DoD’s Coronavirus Acquisition Task Force Will be Permanent
Federal News Network reported that the Joint Acquisition Task Force (JATF), which was created to address the coronavirus, is transitioning to a permanent office. In 2021, the JATF will become the Defense Assisted Acquisition Cell (DA2C), which will be a part of the existing Joint Rapid Acquisition Cell (JRAC). The JATF has completed more than $3 billion in contracts for other agencies, including the Department of Health and Human Services (HHS) and Federal Emergency Management Agency (FEMA). According to Stacy Cummings, the assistant secretary of Defense for acquisitions enablers, the Department of Defense already has a well-established channel to work with FEMA and now it has a centralized organization to build and maintain relationships with other agencies. Major General Cameron Holt said the JATF has been able to vet vendors to prevent a lot of fraud, waste, and abuse.

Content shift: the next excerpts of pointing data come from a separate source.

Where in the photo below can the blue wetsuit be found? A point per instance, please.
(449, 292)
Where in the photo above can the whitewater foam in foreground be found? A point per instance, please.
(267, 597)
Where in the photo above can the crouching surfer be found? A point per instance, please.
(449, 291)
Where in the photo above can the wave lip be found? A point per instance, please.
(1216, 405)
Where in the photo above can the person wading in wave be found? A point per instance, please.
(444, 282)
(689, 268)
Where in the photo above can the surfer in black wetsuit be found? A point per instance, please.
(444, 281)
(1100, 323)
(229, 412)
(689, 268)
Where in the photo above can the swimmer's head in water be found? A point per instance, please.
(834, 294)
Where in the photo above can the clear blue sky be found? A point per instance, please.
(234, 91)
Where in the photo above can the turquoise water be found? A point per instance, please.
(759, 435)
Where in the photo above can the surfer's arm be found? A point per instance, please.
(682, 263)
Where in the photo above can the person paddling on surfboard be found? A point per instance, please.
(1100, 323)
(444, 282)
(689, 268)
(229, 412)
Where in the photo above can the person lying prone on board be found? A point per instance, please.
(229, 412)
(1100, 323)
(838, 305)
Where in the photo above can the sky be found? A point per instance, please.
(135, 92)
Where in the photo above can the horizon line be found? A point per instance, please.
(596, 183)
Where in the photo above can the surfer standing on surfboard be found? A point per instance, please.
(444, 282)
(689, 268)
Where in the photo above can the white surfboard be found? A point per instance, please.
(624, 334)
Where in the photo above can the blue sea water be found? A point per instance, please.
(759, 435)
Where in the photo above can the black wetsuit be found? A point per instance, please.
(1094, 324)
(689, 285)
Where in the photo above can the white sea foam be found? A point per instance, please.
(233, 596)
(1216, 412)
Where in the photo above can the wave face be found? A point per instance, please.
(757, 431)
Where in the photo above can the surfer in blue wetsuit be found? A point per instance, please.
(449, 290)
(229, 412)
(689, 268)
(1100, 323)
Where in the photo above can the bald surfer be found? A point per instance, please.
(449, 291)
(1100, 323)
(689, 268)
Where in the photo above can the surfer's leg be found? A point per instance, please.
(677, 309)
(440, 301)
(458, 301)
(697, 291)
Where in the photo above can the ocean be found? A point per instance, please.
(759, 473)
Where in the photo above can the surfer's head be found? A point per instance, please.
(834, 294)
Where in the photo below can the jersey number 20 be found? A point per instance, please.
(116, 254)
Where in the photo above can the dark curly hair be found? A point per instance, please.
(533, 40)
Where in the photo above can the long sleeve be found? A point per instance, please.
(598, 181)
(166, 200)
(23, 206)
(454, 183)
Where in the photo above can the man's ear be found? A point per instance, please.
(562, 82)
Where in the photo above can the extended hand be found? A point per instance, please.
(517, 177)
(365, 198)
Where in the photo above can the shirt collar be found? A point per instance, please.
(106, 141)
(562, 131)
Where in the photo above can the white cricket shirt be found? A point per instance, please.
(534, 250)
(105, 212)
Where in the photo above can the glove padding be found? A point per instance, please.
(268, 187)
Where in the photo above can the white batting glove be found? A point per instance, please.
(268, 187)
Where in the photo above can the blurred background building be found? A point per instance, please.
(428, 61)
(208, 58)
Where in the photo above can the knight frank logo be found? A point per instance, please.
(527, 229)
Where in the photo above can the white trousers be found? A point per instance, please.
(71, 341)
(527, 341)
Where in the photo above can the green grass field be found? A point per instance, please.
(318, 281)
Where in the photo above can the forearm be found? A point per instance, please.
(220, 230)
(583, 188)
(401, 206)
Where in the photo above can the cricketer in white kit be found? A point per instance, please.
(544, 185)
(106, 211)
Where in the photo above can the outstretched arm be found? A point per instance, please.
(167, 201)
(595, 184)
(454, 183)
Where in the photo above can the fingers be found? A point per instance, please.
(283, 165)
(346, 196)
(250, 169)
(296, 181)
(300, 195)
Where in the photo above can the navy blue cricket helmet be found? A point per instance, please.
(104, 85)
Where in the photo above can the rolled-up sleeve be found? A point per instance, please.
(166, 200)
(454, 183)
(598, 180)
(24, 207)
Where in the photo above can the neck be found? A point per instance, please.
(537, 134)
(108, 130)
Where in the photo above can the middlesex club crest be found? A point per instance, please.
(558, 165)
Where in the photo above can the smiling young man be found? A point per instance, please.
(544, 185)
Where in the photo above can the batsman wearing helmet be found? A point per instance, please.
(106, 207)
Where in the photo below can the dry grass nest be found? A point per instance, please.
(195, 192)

VA Amending VAAR to Streamline and Align with the FAR
The Department of Veterans Affairs (VA) released a final rule that amends and updates the Veteran Affairs Acquisition Regulation (VAAR) to streamline and align with the Federal Acquisition Regulation (FAR). These changes will occur in phased increments. The VA will remove or revise any policy that is superseded by adjustments in the FAR, incorporate any new agency specific regulations or policies, and remove procedural guidance internal to the VA into the Veteran Affairs Acquisition Manual (VAAM). These changes to streamline the VAAR will remove duplicative requirements and reduce burden on contractors. As these changes to the VAAR are rewritten, the VA will publish them in the Federal Register. This final rule will go into effect on October 26, 2020.
DFARS Rule on Single Award IDIQs
The Department of Defense (DoD) released a final rule that modifies the Defense Federal Acquisition Regulation Supplement (DFARS) to adjust a requirement for awarding single award Indefinite Delivery/Indefinite Quantity (IDIQ) contracts. Currently, DoD can award IDIQ contracts exceeding $100 million to a single source if the head of agency makes a written determination. The final rule implements Section 816 of the 2020 National Defense Authorization Act (NDAA) and removes the requirement for a written determination if the head of agency made a written a determination for other than competitive procedures.